What are some good books about AI safety?

The AI Does Not Hate You (2020) is an entertaining and accessible outline of the core ideas around AI existential risk, along with an exploration of the community and culture of AI safety researchers.

The Alignment Problem (2020) by Brian Christian is a comprehensive overview of challenges that come with aligning AI systems from a machine learning perspective.

The book that first made the case to the public is Nick Bostrom’s Superintelligence (2014). It gives an excellent overview of the state of the field as it was then and makes a strong case for why AI safety is important. However, it barely covers the now leading AI paradigm, deep learning, and thereby also doesn’t talk about newer developments such as language models. It is packed with detail and written in a way some people enjoy, but others find too dense.

There's also Human Compatible (2019) by Stuart Russell, which gives a more up-to-date review of developments, with an emphasis on the approaches that the Center for Human-Compatible AI is working on, such as cooperative inverse reinforcement learning.
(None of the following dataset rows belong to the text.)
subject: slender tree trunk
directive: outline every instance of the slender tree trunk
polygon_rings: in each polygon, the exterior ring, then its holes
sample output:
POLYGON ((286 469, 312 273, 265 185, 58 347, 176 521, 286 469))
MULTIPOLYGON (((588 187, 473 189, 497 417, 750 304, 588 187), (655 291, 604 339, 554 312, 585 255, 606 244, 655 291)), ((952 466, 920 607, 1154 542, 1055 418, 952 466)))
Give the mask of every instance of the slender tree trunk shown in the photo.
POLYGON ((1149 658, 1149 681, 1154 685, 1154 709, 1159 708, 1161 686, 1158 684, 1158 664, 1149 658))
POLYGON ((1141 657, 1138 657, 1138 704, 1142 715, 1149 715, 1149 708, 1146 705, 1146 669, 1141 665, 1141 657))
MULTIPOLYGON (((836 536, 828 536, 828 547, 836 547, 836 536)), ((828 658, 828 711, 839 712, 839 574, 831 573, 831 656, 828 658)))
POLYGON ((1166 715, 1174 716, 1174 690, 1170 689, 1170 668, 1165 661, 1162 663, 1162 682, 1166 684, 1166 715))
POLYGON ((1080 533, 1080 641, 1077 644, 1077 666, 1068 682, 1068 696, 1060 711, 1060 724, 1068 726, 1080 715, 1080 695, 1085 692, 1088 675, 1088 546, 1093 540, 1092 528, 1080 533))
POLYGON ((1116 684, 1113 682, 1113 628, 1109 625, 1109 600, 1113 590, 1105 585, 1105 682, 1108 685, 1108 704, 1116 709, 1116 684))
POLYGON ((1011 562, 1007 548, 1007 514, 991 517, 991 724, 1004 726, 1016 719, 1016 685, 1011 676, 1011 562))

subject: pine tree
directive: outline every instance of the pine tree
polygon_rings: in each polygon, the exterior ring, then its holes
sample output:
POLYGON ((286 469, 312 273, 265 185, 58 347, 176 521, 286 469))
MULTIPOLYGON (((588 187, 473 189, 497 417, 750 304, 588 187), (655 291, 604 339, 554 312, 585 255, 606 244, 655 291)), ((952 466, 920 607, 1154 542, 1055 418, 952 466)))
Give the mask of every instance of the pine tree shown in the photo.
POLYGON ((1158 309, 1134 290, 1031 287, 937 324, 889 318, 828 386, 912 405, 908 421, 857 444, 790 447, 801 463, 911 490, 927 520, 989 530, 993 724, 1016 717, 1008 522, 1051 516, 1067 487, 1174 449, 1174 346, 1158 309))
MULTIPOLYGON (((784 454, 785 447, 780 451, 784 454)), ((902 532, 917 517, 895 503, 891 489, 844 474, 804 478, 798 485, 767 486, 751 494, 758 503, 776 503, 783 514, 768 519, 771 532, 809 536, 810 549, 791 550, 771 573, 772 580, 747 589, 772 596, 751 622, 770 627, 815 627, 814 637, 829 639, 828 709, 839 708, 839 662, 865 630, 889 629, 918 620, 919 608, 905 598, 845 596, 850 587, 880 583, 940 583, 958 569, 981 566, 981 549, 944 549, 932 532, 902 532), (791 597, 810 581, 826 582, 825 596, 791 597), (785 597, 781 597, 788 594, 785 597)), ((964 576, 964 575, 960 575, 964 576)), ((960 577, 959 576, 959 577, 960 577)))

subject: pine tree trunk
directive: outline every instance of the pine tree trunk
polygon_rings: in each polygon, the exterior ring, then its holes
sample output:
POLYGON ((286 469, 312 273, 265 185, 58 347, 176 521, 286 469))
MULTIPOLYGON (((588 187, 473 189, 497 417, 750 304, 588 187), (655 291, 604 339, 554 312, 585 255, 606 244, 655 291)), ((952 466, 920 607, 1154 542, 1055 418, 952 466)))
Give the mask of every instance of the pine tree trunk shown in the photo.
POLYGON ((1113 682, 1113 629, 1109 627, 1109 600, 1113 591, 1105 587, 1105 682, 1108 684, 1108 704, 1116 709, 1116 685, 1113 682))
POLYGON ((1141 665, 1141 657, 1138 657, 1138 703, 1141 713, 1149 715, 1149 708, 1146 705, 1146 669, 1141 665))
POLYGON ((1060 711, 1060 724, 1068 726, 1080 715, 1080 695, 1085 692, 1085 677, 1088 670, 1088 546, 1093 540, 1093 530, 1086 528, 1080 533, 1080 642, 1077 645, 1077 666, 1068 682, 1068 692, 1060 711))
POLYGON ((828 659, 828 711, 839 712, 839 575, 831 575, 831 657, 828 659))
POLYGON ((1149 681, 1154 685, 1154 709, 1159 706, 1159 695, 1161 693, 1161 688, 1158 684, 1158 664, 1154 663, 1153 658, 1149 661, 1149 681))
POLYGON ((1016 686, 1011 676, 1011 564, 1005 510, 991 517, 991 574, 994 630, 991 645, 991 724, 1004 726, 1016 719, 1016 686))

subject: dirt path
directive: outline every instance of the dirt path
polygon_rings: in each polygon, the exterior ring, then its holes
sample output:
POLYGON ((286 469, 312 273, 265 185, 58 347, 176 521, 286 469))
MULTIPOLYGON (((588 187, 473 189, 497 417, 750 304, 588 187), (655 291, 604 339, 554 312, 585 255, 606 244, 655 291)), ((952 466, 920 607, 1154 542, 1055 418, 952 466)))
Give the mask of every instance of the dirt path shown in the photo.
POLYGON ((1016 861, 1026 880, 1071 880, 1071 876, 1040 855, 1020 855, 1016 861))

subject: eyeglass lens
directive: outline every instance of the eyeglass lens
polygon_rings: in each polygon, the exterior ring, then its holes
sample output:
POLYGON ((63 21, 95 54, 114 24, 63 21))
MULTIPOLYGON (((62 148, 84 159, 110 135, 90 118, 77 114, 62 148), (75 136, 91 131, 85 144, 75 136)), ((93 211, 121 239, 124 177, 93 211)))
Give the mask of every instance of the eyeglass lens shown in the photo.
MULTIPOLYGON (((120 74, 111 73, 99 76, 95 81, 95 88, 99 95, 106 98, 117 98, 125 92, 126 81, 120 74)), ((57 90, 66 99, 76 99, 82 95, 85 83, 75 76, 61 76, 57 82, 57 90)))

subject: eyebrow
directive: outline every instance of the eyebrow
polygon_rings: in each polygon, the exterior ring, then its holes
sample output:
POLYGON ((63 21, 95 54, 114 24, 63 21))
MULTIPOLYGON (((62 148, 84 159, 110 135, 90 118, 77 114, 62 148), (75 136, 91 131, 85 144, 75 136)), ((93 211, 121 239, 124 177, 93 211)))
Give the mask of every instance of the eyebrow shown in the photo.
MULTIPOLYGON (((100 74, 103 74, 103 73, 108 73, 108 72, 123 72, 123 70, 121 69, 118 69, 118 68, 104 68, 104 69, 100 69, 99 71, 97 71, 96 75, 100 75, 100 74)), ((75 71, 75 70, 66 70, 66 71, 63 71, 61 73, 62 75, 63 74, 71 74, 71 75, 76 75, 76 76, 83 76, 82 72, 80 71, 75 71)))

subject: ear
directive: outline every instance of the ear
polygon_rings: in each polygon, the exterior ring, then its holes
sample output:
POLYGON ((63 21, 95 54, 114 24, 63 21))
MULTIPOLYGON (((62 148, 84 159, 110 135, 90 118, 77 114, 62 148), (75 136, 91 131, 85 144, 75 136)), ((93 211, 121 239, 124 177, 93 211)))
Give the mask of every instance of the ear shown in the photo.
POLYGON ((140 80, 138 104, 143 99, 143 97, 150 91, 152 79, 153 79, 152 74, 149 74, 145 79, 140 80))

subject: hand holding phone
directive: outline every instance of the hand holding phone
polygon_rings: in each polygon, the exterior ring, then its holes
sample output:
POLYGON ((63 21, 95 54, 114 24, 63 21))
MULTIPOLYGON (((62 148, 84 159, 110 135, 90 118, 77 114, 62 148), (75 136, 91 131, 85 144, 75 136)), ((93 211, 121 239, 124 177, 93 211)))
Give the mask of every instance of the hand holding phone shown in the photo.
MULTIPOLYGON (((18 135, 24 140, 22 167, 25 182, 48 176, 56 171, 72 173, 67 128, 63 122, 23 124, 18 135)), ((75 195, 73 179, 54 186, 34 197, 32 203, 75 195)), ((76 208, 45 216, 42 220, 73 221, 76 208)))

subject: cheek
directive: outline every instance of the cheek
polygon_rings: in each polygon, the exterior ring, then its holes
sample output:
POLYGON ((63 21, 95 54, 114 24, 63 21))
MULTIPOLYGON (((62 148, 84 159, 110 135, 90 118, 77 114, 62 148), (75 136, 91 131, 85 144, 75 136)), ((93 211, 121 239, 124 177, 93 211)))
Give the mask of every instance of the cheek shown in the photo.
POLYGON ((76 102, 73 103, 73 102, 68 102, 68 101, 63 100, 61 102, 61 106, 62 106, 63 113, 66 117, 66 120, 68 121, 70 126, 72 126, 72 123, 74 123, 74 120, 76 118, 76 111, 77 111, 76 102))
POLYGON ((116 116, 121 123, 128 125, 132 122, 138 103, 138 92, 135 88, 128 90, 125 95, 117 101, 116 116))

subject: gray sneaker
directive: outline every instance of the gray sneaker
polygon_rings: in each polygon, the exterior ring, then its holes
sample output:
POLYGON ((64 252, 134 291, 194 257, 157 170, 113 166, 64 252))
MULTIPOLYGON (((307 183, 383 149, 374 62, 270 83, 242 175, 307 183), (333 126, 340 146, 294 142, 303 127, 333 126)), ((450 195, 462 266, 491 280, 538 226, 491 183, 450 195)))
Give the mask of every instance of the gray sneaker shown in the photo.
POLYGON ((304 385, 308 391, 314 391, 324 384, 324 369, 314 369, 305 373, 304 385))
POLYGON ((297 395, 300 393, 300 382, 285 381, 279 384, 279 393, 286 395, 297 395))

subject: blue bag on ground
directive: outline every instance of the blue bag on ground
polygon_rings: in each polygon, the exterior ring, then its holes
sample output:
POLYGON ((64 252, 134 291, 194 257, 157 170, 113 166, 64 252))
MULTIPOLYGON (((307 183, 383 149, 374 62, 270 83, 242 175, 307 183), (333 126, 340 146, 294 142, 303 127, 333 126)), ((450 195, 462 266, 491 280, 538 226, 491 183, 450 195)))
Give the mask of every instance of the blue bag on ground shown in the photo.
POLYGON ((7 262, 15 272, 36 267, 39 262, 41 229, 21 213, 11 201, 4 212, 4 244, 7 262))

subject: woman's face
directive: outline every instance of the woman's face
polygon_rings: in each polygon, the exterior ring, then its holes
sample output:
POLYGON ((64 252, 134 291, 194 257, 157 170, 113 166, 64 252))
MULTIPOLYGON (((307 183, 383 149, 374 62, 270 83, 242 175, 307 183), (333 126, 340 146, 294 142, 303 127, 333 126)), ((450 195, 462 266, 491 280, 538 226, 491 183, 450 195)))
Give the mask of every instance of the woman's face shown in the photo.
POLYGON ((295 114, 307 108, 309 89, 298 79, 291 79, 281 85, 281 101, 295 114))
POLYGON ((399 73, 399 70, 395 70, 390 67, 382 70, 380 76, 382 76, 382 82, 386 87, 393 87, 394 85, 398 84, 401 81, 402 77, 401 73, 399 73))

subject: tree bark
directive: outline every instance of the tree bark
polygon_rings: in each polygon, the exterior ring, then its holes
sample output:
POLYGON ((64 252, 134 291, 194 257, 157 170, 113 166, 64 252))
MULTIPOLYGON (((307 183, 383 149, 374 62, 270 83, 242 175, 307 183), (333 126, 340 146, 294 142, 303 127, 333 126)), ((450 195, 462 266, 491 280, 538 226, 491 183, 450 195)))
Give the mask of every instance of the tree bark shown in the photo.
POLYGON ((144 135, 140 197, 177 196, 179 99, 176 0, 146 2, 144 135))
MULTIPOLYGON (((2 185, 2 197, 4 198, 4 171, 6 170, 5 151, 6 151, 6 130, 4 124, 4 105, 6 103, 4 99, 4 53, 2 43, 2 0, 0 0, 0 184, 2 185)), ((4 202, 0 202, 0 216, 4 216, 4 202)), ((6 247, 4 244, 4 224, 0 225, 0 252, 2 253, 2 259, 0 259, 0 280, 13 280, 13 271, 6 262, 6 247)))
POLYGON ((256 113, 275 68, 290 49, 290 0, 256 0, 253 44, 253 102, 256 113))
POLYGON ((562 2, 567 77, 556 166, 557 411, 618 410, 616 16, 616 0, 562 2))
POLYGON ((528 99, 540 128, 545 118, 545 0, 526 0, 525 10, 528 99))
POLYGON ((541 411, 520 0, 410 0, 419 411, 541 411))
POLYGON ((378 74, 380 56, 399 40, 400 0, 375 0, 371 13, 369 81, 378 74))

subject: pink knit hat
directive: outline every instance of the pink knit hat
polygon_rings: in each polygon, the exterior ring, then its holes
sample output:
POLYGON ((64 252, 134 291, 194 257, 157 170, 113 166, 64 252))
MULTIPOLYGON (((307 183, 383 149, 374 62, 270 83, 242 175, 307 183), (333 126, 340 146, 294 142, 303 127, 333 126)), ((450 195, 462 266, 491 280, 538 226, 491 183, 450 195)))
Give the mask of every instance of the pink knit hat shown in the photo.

There's a good review/summary on SlateStarCodex, explaining how it manages to be impressively non-weird given the topic matter.

Various other books explore the issues such as Toby Ord’s The Precipice (2020), Max Tegmark’s Life 3.0 (2017), Yuval Noah Harari’s Homo Deus (2016), Stuart Armstrong’s Smarter Than Us (2014), and Luke Muehlhauser’s Facing the Intelligence Explosion (2013).